New Simulator: Global Flash Motion
I coded a new simulator just for flash events. To do that, I worked backwards from the observation to the virtual motion of the Phantom object.
I started with an observer moving in this expansion pattern. I set it up where he could look in a single direction, at an angle θ with his axis in the direction of his motion. At any direction he looked, the emission point from the flash would be
Observed distance = (Age of Expansion – Age of Flash) * C
I could then calculate the distance of the emission point to the center of expansion and the divergent angle between observer and the emission point.
I began running simulations on various scenarios. When I plotted the results I drew a line through all the positions of the Phantom objects (emission points) to create a virtual path through space. I could see that every virtual path intersected the path of the observer at the position he was in at the moment of the flash. The data and plots resembled the suggestions from my old simulator, that the Flash has its own expansion motion relationships.
The plot below is of data from a simulation with the observer moving along at a proper expansion velocity for the regular expansion pattern. He is observing a flash that happened at 1000 seconds into expansion. The second plot is just superimposing each observer position, with its corresponding Phantom object, into one image (to depict relative motion).
The H of the expansion of the universe (HE) is based at the moment expansion began. The H of the "Flash" (HL) is based at the moment the flash happened. In this evaluation, HE – HL will give the observer the time in history of the flash. That implies that if HE < HL, then the flash would have to have come before expansion began.

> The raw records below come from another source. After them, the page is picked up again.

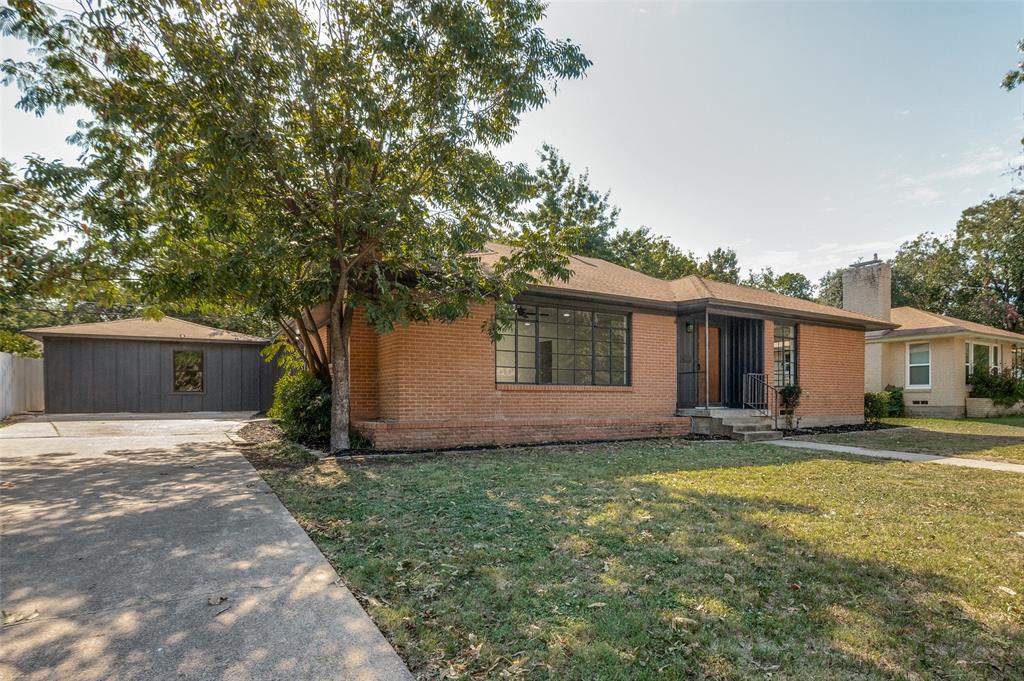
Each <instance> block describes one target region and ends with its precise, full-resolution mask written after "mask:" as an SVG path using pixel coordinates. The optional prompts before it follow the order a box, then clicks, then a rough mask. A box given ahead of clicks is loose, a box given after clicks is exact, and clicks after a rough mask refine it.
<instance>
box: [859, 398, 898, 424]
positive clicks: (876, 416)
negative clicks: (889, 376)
mask: <svg viewBox="0 0 1024 681" xmlns="http://www.w3.org/2000/svg"><path fill="white" fill-rule="evenodd" d="M891 395H892V393H890V392H887V391H882V392H865V393H864V420H865V421H867V422H868V423H878V422H879V421H881V420H882V419H884V418H886V417H887V416H888V415H889V400H890V398H891Z"/></svg>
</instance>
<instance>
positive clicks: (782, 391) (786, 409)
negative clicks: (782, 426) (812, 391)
mask: <svg viewBox="0 0 1024 681" xmlns="http://www.w3.org/2000/svg"><path fill="white" fill-rule="evenodd" d="M802 392H803V389H802V388H801V387H800V386H799V385H783V386H782V387H781V388H779V389H778V396H779V399H780V402H781V403H780V405H779V411H781V413H782V415H783V416H785V427H786V428H788V429H790V430H793V416H794V414H796V413H797V408H798V407H800V395H801V393H802Z"/></svg>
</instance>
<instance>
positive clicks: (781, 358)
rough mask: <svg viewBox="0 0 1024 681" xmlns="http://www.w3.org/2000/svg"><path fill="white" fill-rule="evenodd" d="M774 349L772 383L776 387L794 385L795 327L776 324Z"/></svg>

Even so, I decided to include this idea -- for one, because I have been including whatever comes out of my simulator even when it seemed that actual observations would invalidate it (only to then learn that it doesn’t). I decided to include it also because I wonder now if light propagation from a flash event, with emission points frozen in place, just might not ever offer the same Hubble Constant Value as an ongoing expansion motion of light emitting objects. Unless the flash and the expansion are simultaneous, they do not make the same presentation. Observation of a flash is always a straight line between the point of emission and the point of observation. Moving emitting objects dictate location of the emission points that make up the continuous beam of light. A flash can substitute emission points to maintain motion of a phantom object, keeping it always directly away from the observer, wherever he looks. A flash presentation doesn’t care what generated the light.
Current theory about space itself expanding might demand that the red shift of received light comes from the expansion of the space it is traveling through. If that theory requires the two offer the same value, but they don’t, it might mean that stretching space is not what is stretching wavelengths.
Edited by RodneyBelieves, 16 May 2019 - 10:57 AM.